Observability
vectlite ships with two complementary observability features:
search_with_stats()— per-call timings, candidate counts, fusion strategy, andexplainpayloads for individual searches.- OpenTelemetry tracing — span-based instrumentation that integrates with your existing OTel collector / backend.
The OpenTelemetry SDK is loaded lazily and is not a runtime dependency. Install it only if you want tracing.
OpenTelemetry
Setup (Python)
pip install opentelemetry-api opentelemetry-sdk
import vectlite
# Auto-detect: uses the default tracer from opentelemetry.trace if installed
vectlite.configure_opentelemetry()
# Or supply your own tracer
vectlite.configure_opentelemetry({"tracer": my_tracer})
# Custom tracer name (default: "vectlite")
vectlite.configure_opentelemetry({"tracer_name": "my-app"})
# Disable
vectlite.configure_opentelemetry(False)
Setup (Node.js)
npm install @opentelemetry/api @opentelemetry/sdk-node
const vectlite = require('vectlite')
vectlite.configureOpenTelemetry() // auto-detect
vectlite.configureOpenTelemetry({ tracer: myTracer }) // explicit tracer
vectlite.configureOpenTelemetry({ tracerName: 'my-app' }) // rename
vectlite.configureOpenTelemetry({ enabled: false }) // disable
What gets traced
Each search_text() and search_text_with_stats() call creates a vectlite.search span with:
| Attribute | Description |
|---|---|
db.system | Always "vectlite" |
db.operation.name | Always "search" |
vectlite.search.k | Requested result count |
vectlite.search.namespace | Target namespace |
vectlite.search.has_dense | Whether a dense query vector was provided |
vectlite.search.has_sparse | Whether sparse terms were provided |
vectlite.search.fusion | Fusion strategy ("linear" or "rrf") |
vectlite.search.used_ann | Whether HNSW was used (set after completion) |
vectlite.search.result_count | Number of results returned |
vectlite.search.total_us | Total search time in microseconds |
If a search raises, the span records the exception and sets an error status before re-raising.
Search diagnostics
For per-call inspection (without standing up an OTel pipeline), use search_with_stats():
Python
outcome = db.search_with_stats(query, k=5, sparse=terms, explain=True)
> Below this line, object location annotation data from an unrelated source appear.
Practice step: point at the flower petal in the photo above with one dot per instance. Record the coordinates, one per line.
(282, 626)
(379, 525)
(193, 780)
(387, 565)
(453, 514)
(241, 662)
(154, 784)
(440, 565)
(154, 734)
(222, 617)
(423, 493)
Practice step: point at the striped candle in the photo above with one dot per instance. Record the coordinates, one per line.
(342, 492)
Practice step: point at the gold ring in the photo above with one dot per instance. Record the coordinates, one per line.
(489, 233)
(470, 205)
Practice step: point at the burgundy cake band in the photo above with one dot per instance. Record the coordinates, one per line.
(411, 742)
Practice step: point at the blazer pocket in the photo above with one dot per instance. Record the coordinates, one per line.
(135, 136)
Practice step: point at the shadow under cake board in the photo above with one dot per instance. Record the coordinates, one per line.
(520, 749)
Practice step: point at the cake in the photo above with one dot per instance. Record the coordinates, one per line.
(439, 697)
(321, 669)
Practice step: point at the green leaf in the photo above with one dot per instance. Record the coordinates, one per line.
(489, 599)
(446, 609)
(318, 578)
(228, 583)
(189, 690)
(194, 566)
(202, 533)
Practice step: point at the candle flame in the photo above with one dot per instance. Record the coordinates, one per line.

print(outcome["stats"]["timings"]) # {"dense_us": 120, "sparse_us": 45, ...}
print(outcome["stats"]["used_ann"]) # True
print(outcome["results"][0]["explain"]) # detailed scoring breakdown
Node.js
const outcome = db.searchWithStats(query, { k: 5, sparse: terms, explain: true })
console.log(outcome.stats.timings)
console.log(outcome.stats.used_ann)
console.log(outcome.results[0].explain)
See the Diagnostics guide for the full SearchStats reference.
Recommended setup
- Local dev / quick checks →
search_with_stats()withexplain=True. - Production aggregate metrics → OpenTelemetry, exported to your backend (Tempo, Jaeger, Honeycomb, Datadog, etc.).
- One-off perf investigation → both. OTel gives the trend;
search_with_statsgives the per-call breakdown.